Tuesday, November 16, 2010

GUILTYYYY ...

GUILTY. I am guilty and plead guilty to all offenses. Sorry?

No, I am not sorry. I will, however, take accountability for not posting a blog. As I have said before or have tried to make it clear...I am mostly doing this for myself in a way to help others (which helps me-which helps others)

Life is....good. Life is very good. And I type that with a huge smile on my face. I have never really felt this confident in...ever. It truly is a remarkable feeling, that of confidence-something I have worked hard to retrieve back, something I worked hard at ever having. It's been awhile since I can say it, that I'm good, happy, established. I worked hard for this feeling and state of being. I am so proud of it. It didn't take a man, a built up bank, friends or even my family. Sure some have helped, my family is a huge part of where I am...but when it comes down to it-it's all me.

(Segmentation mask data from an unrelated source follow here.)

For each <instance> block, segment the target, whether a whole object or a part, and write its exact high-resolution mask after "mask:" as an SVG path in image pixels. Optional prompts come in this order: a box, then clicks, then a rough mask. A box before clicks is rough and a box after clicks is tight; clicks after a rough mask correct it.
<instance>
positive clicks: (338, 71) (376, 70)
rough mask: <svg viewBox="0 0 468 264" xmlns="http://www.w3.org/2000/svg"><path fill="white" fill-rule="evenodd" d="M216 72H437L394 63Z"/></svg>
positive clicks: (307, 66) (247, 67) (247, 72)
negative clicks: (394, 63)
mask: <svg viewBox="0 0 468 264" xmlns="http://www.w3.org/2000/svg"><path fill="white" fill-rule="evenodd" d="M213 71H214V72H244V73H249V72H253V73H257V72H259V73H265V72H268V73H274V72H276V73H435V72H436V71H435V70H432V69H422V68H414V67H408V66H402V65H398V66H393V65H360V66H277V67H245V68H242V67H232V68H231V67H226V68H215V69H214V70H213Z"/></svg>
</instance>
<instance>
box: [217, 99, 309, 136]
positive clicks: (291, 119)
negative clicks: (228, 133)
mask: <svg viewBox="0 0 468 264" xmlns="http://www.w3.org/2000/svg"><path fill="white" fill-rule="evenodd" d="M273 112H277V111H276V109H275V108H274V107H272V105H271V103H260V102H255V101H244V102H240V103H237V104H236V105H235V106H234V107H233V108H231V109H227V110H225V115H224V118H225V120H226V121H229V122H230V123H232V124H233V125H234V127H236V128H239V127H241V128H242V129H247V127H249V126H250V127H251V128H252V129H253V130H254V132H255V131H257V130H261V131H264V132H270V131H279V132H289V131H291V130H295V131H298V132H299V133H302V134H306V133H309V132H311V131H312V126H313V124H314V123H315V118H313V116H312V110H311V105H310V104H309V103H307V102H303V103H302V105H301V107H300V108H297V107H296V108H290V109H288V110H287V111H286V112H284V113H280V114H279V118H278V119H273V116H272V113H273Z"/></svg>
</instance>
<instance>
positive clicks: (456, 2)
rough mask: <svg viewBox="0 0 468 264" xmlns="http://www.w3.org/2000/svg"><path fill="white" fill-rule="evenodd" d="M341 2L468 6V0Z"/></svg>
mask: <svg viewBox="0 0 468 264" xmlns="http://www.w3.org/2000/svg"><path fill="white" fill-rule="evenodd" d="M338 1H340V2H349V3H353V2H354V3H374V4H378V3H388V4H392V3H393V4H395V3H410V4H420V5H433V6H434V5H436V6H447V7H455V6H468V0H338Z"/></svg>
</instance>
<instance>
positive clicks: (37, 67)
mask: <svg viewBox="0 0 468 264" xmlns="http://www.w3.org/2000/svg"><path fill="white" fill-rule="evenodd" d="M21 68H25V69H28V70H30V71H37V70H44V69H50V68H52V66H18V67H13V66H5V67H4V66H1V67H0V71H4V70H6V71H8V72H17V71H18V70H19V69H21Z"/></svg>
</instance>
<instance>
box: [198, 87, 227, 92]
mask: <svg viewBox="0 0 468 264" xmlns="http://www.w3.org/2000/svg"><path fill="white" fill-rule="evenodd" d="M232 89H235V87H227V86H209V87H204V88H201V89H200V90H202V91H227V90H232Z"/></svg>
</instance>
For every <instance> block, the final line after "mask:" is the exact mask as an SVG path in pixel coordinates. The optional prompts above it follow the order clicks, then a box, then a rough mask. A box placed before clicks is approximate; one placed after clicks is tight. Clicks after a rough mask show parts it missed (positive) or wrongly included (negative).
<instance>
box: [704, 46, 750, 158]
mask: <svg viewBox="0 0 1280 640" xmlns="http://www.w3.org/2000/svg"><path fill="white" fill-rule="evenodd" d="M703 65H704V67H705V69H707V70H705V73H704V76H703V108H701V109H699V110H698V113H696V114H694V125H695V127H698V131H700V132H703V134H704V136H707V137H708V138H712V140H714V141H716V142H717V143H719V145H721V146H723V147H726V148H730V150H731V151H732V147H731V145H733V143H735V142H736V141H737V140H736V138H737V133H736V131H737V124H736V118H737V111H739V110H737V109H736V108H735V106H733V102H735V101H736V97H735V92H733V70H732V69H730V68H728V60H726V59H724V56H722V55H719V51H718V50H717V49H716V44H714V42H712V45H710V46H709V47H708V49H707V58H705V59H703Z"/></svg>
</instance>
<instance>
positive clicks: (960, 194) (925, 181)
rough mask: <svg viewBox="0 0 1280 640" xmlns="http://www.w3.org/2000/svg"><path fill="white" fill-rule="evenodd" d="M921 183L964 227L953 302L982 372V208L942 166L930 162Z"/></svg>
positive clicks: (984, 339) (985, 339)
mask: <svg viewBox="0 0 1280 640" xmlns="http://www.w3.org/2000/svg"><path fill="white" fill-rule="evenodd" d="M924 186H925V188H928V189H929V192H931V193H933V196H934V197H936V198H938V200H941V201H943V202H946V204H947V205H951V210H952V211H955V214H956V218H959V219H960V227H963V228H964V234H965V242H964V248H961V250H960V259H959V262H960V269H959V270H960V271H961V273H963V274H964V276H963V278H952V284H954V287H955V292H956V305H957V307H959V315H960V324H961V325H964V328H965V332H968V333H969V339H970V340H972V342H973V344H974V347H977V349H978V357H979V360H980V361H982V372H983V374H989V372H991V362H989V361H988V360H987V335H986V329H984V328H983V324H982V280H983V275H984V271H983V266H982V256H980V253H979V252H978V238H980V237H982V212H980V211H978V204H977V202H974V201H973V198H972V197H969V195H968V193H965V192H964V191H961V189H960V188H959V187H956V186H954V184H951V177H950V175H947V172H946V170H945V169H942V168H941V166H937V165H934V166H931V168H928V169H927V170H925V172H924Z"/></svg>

I'm not going to lie, I still have my moments of weakness....where I miss people, I miss parts of the past....but hell I miss being a five year old...doesn't mean I wish I was five again. At the end of the day I am grateful and I feel full (not of food) but of contentment and mostly pride-the healthy kind. The kind that lets you feel your own success without the shine of success buffering out others. Overly confident? To say the least. This is just a new feeling that I am fully aware of....so it sticks out like a bright new shirt that has never been washed. Being insecure and depressed isn't such of a deal since it was something I constantly felt.

I am getting tired. Honestly. I could fall asleep, naturally.